While we must not ignore the here and now, we must also hold on to the hope of a brighter future where children and families get the help they need. I welcome many of the proposals in the review, particularly those that seek fundamentally to rebalance children’s social care towards helping families earlier and the significant investment that is needed in the system.

There are three things I would like to see feature prominently in the Government’s implementation strategy. The first is working with families rather than doing things to them. Many of the parents who spoke to the independent review expressed distrust of children’s social care and felt they were blamed for circumstances beyond their control. Children’s social care will be sought out by families who need it only when they have been fully involved in the design of the approach and the offers the services can make.

The second is a focus on improving data and information sharing. In response to amendments in this Chamber during the passage of the Health and Care Act 2022, the Government acknowledged the serious challenges with sharing relevant information about children, particularly around safeguarding, and committed to a review of how to improve it. They also recognised the potential benefits of a single consistent identifier to bring together disparate records about an individual child. I expect to see significant reference to this review in the Government’s social care implementation strategy.

Finally, there is workforce, on which all else hangs. We know there are huge challenges in recruiting and retaining children’s social workers, along with other parts of the children’s workforce. We need to kick-start a longer-term project to rebuild the workforce.

I return to the Select Committee report on the Children and Families Act 2014, given its relevance to today’s debate. As well as containing a raft of important recommendations to improve support for adoption, kinship care and the family justice system and to help parents to balance work and family life, it identified some critical cross-cutting themes. One of those was the, frankly, dire state of children’s mental health services, with unacceptably long waits for referrals and treatments, including post-adoption trauma support. Our report highlighted the fact that children in care are four times more likely to experience mental health issues than their peers. Surely there should be some form of priority access for these exceptionally vulnerable children.

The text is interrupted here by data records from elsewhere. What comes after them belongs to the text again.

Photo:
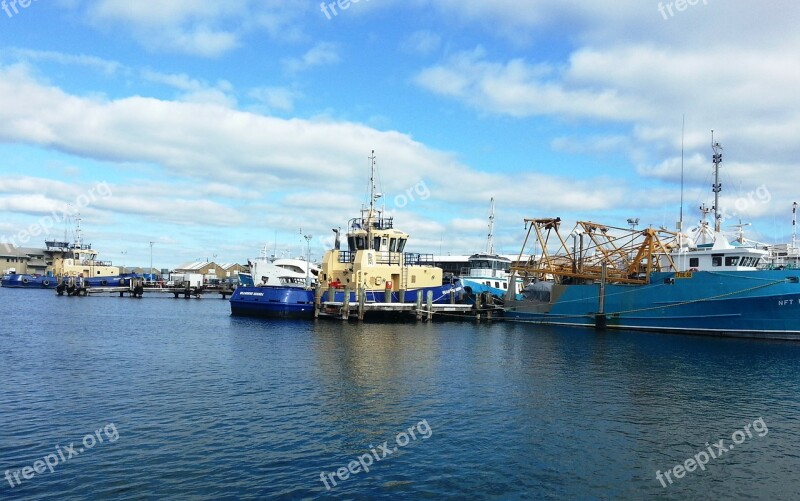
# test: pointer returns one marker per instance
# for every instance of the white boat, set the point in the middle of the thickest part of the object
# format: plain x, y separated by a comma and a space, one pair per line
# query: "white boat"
268, 271
490, 272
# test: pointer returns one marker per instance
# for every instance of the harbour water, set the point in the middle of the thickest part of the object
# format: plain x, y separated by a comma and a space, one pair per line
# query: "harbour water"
180, 400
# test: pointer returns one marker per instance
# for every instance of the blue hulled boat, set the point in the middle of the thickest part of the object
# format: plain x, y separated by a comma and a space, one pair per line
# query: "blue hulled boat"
656, 280
21, 281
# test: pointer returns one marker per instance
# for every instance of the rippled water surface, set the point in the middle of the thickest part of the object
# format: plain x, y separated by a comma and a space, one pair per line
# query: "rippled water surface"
190, 402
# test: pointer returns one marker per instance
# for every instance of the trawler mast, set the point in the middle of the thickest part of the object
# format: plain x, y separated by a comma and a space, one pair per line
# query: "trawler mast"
489, 244
717, 185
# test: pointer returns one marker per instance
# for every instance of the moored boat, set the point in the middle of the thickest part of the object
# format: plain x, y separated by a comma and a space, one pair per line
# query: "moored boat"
375, 264
655, 280
24, 281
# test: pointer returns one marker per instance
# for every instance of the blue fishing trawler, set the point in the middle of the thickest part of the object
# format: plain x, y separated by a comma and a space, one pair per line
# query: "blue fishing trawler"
374, 263
656, 280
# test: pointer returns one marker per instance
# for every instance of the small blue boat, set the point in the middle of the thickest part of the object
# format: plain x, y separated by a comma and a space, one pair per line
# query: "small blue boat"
273, 301
23, 281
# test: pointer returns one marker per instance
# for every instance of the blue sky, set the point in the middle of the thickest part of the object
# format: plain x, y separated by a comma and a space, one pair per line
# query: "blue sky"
219, 127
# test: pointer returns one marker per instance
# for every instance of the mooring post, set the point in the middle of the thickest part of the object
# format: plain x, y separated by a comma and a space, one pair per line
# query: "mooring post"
346, 304
430, 305
362, 299
600, 316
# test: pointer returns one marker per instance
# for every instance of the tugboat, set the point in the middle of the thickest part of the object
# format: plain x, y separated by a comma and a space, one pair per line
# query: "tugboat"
656, 280
374, 263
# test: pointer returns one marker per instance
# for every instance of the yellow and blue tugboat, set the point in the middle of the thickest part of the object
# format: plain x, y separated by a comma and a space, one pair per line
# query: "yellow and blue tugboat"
375, 262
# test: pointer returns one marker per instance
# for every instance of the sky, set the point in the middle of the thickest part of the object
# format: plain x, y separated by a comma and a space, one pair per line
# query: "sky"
214, 129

A second key theme was the importance of early intervention, which has been so well covered in today’s debate.

The third theme was the lack of coherence, both within government and between services. Indeed, throughout our inquiry we met children and families who said they felt let down by the systems that they had encountered, suffering long delays and needless bureaucracy. Calls for coherence of care extended to social care. Our witnesses raised concern that children and their families often do not receive continuity of care, undergoing numerous changes in their social workers.

Lastly, in the area of kinship care, which has been key to this debate and spoken to compellingly by the noble Baroness, Lady Drake, we recommend greater support for kinship carers, including financial support, and that kinship carers with a special guardianship order be given the same right to paid leave as adopters.

All eyes are now on the Government’s implementation strategy. It was initially expected before Christmas, but we are now told that publication will be in the new year. In line with many other speakers today, I ask the Minister what assurance she can give us that the Government will not let this drift and will publish the strategy as early as possible in the new year.

I ask the Minister to respond on three specific points. First, what assessment has been made of the impact of the cost of living crisis on already stretched children’s social care budgets? Secondly, what plans do the Government have for stabilising the current children’s social care system, as local authorities and other public services grapple with rising inflation and increasing demand? Thirdly, will the Government commit to additional funding for the measures outlined in the forthcoming implementation plan in order to make these reforms a reality?